R/boot_cor_test.R

Defines functions boot_cor_test

Documented in boot_cor_test

#' @title Bootstrapped Correlation Coefficients
#' @description
#' `r lifecycle::badge('stable')`
#'
#' A function for bootstrap-based correlation tests using various correlation coefficients
#' including Pearson's, Kendall's, Spearman's, Winsorized, and percentage bend correlations.
#' This function supports standard, equivalence, and minimal effect testing with robust bootstrap methods.
#'
#' @inheritParams boot_t_TOST
#' @inheritParams z_cor_test
#' @param method a character string indicating which correlation coefficient to use:
#'   * "pearson": standard Pearson product-moment correlation
#'   * "kendall": Kendall's tau rank correlation
#'   * "spearman": Spearman's rho rank correlation
#'   * "winsorized": Winsorized correlation (robust to outliers)

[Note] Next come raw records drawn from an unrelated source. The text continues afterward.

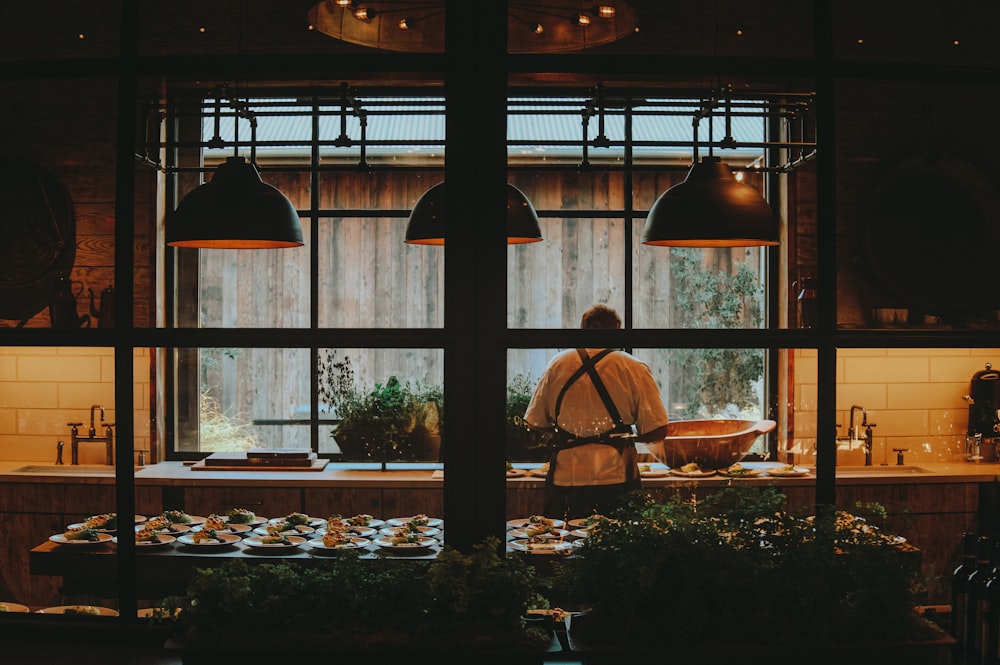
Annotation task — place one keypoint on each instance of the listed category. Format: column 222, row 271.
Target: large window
column 355, row 163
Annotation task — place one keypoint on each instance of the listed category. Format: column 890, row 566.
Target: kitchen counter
column 178, row 474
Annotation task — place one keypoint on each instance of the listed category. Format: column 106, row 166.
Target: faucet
column 853, row 430
column 868, row 439
column 108, row 439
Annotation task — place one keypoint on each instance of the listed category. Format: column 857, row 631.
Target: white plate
column 359, row 531
column 13, row 607
column 548, row 547
column 655, row 473
column 68, row 609
column 353, row 544
column 428, row 531
column 386, row 543
column 403, row 521
column 787, row 473
column 230, row 528
column 101, row 538
column 702, row 473
column 224, row 539
column 372, row 523
column 584, row 522
column 163, row 539
column 192, row 520
column 526, row 522
column 743, row 473
column 299, row 530
column 313, row 522
column 554, row 534
column 293, row 542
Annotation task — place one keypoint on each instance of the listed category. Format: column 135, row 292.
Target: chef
column 598, row 402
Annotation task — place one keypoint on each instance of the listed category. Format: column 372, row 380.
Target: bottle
column 975, row 600
column 960, row 590
column 991, row 612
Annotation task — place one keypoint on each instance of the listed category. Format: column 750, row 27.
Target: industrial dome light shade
column 235, row 210
column 710, row 209
column 426, row 223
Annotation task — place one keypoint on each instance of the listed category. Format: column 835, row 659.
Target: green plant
column 735, row 568
column 523, row 444
column 713, row 381
column 455, row 601
column 393, row 421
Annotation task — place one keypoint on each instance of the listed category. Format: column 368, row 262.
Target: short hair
column 602, row 317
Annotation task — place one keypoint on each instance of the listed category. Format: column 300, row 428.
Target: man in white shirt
column 594, row 461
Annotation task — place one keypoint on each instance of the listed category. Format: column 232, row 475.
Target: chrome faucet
column 854, row 430
column 108, row 439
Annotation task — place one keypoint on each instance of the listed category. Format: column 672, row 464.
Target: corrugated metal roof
column 544, row 130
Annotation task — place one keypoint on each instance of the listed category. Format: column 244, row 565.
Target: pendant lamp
column 235, row 210
column 710, row 209
column 426, row 223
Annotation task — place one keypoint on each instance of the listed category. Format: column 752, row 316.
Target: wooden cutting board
column 316, row 465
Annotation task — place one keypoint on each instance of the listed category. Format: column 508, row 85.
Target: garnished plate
column 385, row 542
column 80, row 610
column 546, row 547
column 13, row 607
column 161, row 539
column 425, row 521
column 784, row 472
column 525, row 522
column 739, row 473
column 427, row 531
column 552, row 534
column 62, row 540
column 299, row 530
column 359, row 531
column 222, row 540
column 236, row 529
column 700, row 473
column 256, row 543
column 353, row 544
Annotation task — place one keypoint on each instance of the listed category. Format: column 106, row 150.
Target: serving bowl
column 712, row 444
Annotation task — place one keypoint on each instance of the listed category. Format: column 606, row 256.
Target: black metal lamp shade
column 235, row 210
column 710, row 209
column 426, row 223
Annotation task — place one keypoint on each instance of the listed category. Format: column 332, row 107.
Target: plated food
column 692, row 470
column 535, row 520
column 739, row 471
column 788, row 470
column 274, row 542
column 533, row 546
column 208, row 539
column 82, row 610
column 409, row 542
column 416, row 520
column 338, row 541
column 81, row 537
column 13, row 607
column 244, row 516
column 541, row 533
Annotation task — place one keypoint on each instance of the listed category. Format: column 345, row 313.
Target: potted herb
column 376, row 609
column 735, row 572
column 393, row 421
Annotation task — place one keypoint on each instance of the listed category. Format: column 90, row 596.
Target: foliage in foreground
column 735, row 568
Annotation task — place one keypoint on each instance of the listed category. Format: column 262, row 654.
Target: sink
column 62, row 469
column 879, row 470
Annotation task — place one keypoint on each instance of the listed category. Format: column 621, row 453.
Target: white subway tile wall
column 44, row 388
column 914, row 397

#'   * "bendpercent": percentage bend correlation (robust to marginal outliers)
#'
#'   Can be abbreviated.
#' @param boot_ci type of bootstrap confidence interval:
#'   * "basic": basic/empirical bootstrap CI
#'   * "perc": percentile bootstrap CI (default)

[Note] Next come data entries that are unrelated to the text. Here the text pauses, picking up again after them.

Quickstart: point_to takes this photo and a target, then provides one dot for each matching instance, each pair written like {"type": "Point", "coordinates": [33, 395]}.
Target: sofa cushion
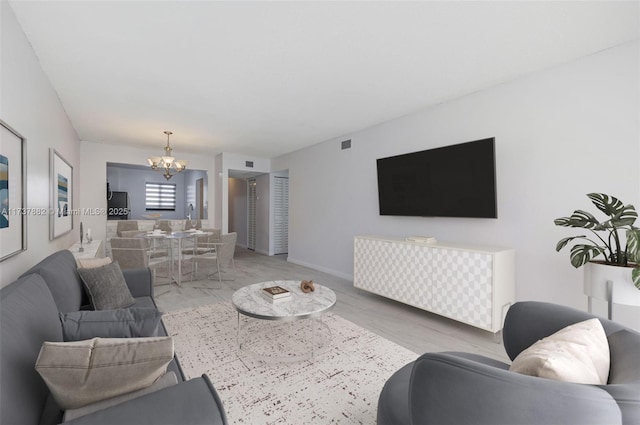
{"type": "Point", "coordinates": [59, 271]}
{"type": "Point", "coordinates": [106, 287]}
{"type": "Point", "coordinates": [577, 353]}
{"type": "Point", "coordinates": [82, 372]}
{"type": "Point", "coordinates": [28, 316]}
{"type": "Point", "coordinates": [191, 402]}
{"type": "Point", "coordinates": [120, 323]}
{"type": "Point", "coordinates": [89, 263]}
{"type": "Point", "coordinates": [164, 381]}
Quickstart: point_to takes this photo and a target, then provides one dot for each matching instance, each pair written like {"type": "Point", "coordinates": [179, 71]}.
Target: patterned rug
{"type": "Point", "coordinates": [340, 385]}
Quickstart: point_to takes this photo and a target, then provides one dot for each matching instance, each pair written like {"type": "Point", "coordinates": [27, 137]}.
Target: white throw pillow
{"type": "Point", "coordinates": [578, 353]}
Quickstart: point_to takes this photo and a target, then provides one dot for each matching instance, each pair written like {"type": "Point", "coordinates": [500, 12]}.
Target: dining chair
{"type": "Point", "coordinates": [135, 253]}
{"type": "Point", "coordinates": [221, 253]}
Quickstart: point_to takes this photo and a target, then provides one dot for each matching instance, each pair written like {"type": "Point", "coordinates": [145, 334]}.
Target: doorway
{"type": "Point", "coordinates": [252, 198]}
{"type": "Point", "coordinates": [281, 215]}
{"type": "Point", "coordinates": [200, 198]}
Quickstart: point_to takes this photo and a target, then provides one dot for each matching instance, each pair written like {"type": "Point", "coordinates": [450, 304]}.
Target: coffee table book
{"type": "Point", "coordinates": [276, 292]}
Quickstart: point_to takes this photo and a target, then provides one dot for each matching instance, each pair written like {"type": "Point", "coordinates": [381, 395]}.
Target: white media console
{"type": "Point", "coordinates": [470, 284]}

#' @param R number of bootstrap replications (default = 1999).
#' @param ... additional arguments passed to correlation functions, such as:
#'   * tr: trim for Winsorized correlation (default = 0.2)
#'   * beta: for percentage bend correlation (default = 0.2)
#'
#' @details
#' This function uses bootstrap methods to calculate correlation coefficients and their
#' confidence intervals. P-values are calculated from a re-sampled null distribution.
#'
#' The bootstrap correlation methods in this package offer two robust correlations beyond
#' the standard methods:
#'
#' 1. **Winsorized correlation**: Replaces extreme values with less extreme values before
#'    calculating the correlation. The `trim` parameter (default: `tr = 0.2`) determines the
#'    proportion of data to be Winsorized.
#'
#' 2. **Percentage bend correlation**: A robust correlation that downweights the influence
#'    of outliers. The `beta` parameter (default = 0.2) determines the bending constant.
#'
#' These calculations are based on Rand Wilcox's R functions for his book (Wilcox, 2017),
#' and adapted from their implementation in Guillaume Rousselet's R package "bootcorci".
#'
#' The function supports both standard hypothesis testing and equivalence/minimal effect testing:
#'
#' * For standard tests (two.sided, less, greater), the function tests whether the correlation
#'   differs from the null value (typically 0).
#'
#' * For equivalence testing ("equivalence"), it determines whether the correlation falls within
#'   the specified bounds, which can be set asymmetrically.
#'
#' * For minimal effect testing ("minimal.effect"), it determines whether the correlation falls
#'   outside the specified bounds.
#'
#' When performing equivalence or minimal effect testing:
#' * If a single value is provided for `null`, symmetric bounds ±value will be used
#' * If two values are provided for `null`, they will be used as the lower and upper bounds
#'
#' See `vignette("correlations")` for more details.
#'
#' @return A list with class "htest" containing the following components:
#'
#' * **p.value**: the bootstrap p-value of the test.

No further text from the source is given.